A Mendocino County [Calif.] plan to integrate the controversial "precautionary principle" into its stormwater management program will add expense and complicate the treatment of runoff, some industry representatives charge. But local government officials and environmentalists say the pilot project may help the county comply with increasingly stringent state and regional water board stormwater rules, and serve as a potential model for other local governments.

The county's attempt to implement the precautionary principle -- a risk-management approach backed by activists that advocates a more cautious approach to regulation -- may lead other cities and counties to test the concept in their runoff management plans, sources said.

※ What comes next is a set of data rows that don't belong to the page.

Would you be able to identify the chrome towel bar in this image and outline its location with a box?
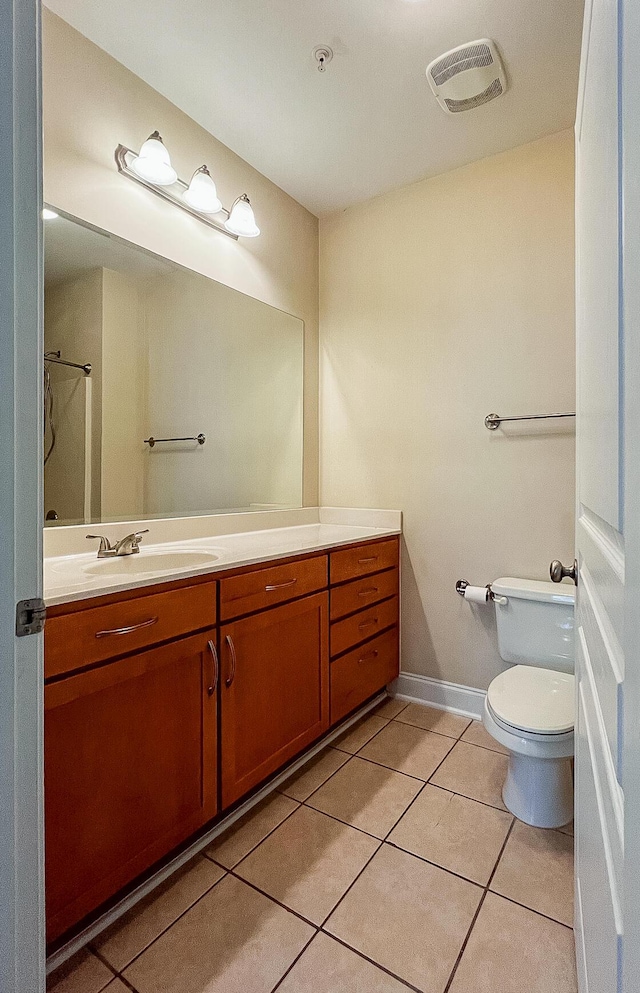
[144,432,207,448]
[484,411,576,431]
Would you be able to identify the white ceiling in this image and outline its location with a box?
[47,0,583,214]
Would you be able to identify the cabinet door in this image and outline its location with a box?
[45,630,218,941]
[220,593,329,807]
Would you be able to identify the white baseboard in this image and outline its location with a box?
[391,672,486,721]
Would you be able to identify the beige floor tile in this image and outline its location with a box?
[360,721,455,780]
[462,721,509,755]
[124,876,313,993]
[372,696,408,721]
[396,703,471,738]
[333,715,389,755]
[280,748,349,800]
[432,741,509,810]
[47,950,113,993]
[388,785,513,886]
[278,931,407,993]
[235,807,379,924]
[309,757,423,838]
[207,793,298,869]
[491,821,573,927]
[325,844,482,993]
[94,856,224,972]
[450,893,578,993]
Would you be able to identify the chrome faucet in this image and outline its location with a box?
[87,528,149,559]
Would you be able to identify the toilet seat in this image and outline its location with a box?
[487,665,575,738]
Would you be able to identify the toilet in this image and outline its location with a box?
[482,577,575,828]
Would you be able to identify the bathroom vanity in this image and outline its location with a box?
[45,525,399,942]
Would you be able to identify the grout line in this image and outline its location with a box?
[444,890,487,993]
[319,925,424,993]
[114,973,138,993]
[202,792,304,872]
[485,814,516,890]
[229,868,332,931]
[487,888,573,931]
[271,928,319,993]
[320,838,384,929]
[108,871,228,972]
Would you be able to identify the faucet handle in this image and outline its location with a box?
[85,534,113,556]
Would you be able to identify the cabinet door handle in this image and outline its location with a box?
[96,617,158,638]
[358,617,378,631]
[224,634,238,687]
[207,641,220,696]
[358,648,378,665]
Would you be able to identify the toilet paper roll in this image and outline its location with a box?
[464,586,489,603]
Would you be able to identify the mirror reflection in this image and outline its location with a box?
[44,215,303,524]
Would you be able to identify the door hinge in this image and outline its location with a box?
[16,597,47,638]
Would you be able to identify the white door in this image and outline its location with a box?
[0,0,44,993]
[576,0,640,993]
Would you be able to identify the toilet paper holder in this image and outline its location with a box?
[456,579,509,605]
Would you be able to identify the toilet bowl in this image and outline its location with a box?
[483,578,575,828]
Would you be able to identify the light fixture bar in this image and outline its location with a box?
[115,145,238,241]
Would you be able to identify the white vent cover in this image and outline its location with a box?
[427,38,507,114]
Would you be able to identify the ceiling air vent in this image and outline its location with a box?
[427,38,507,114]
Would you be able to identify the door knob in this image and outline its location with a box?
[549,559,578,586]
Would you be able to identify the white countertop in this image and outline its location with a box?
[44,524,401,607]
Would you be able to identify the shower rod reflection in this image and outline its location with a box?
[484,410,576,431]
[44,350,91,376]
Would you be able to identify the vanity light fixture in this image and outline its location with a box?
[224,193,260,238]
[115,131,260,241]
[131,131,178,186]
[183,165,222,214]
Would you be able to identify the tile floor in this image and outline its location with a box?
[49,700,577,993]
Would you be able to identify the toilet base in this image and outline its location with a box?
[502,752,573,828]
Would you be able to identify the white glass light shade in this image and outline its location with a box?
[224,193,260,238]
[183,166,222,214]
[131,131,178,186]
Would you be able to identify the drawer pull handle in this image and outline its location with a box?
[207,641,220,696]
[96,617,158,638]
[358,617,378,631]
[358,648,378,665]
[224,634,238,688]
[264,579,298,593]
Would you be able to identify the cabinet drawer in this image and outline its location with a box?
[44,583,216,679]
[331,628,399,724]
[331,569,398,621]
[220,555,328,621]
[331,538,398,584]
[331,597,398,656]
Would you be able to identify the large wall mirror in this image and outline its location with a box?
[44,214,304,524]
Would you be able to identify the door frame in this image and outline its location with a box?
[0,0,45,993]
[618,0,640,980]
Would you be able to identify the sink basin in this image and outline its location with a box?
[83,549,219,576]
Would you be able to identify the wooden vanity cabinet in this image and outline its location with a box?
[220,592,329,808]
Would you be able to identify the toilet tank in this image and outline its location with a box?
[491,576,576,672]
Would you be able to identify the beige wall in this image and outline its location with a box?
[44,269,103,522]
[43,9,318,504]
[320,132,575,688]
[101,269,147,520]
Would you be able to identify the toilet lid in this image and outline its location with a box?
[487,665,575,734]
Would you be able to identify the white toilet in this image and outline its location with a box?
[483,578,575,828]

Local government officials and members of the Mendocino Partnership for the Precautionary Principle decided this month to create a pilot project that integrates the precautionary principle into the county's stormwater program. Meetings about how to integrate the principle into the program continue next month, with final project adoption expected early next year, a local government source said.

If successful, the pilot could become an example for other local governments, because cities and counties commonly borrow runoff management techniques from other local governments, the source said. Local governments anticipate stormwater requirements at the state and regional level will only get tougher, and using the precautionary principle may aid compliance, the source said.

Even though it has been approved as a policy in Mendocino County, the precautionary principle itself is a concept that divides industry and environmentalists. Activists involved in the partnership say the principle strengthens risk assessment and public participation, to essentially integrate the idea that "an ounce of prevention is worth a pound of cure." The principle also has been adopted as policy by the city of San Francisco and the European Union, the partnership's website notes.

But industry representatives are concerned the principle will spark unwarranted, unscientific bans of chemicals and industry practices. Consequently, they are warning local governments adoption of the principle could be harmful. Industry representatives recently opposed legislation requiring reduced lead in plumbing fixtures they said unfairly adopted the precautionary principle.

Stormwater officials are likely to find the only way to truly manage runoff in a way that exhibits "precaution" would be to capture and treat all of the stormwater runoff in the entire county, an industry source said. "Conservatively speaking, [the] county would need to figure out how to store and treat 2.7 trillion gallons of stormwater each year," the source said, after figuring out how much rainfall the county would receive.

Treating that much stormwater would be difficult and very expensive, the source said.

But the local government source said it will be difficult to say what will have to be done to stormwater "until they have a better sense of the precautionary principle, and exactly how one does apply it in this situation... or to an ordinance."

Meanwhile, an environmentalist said the precautionary principle may revolutionize public participation in the stormwater program. How stormwater pollution can be reduced before contaminants enter runoff could be a widely discussed topic in the public forum, the source said.

Another environmentalist said ideas based on the principle should be evaluated on their merits, not on the principle itself. "You have to look at the substance of an idea. Is it a good idea, is it health protective, does it make sense?"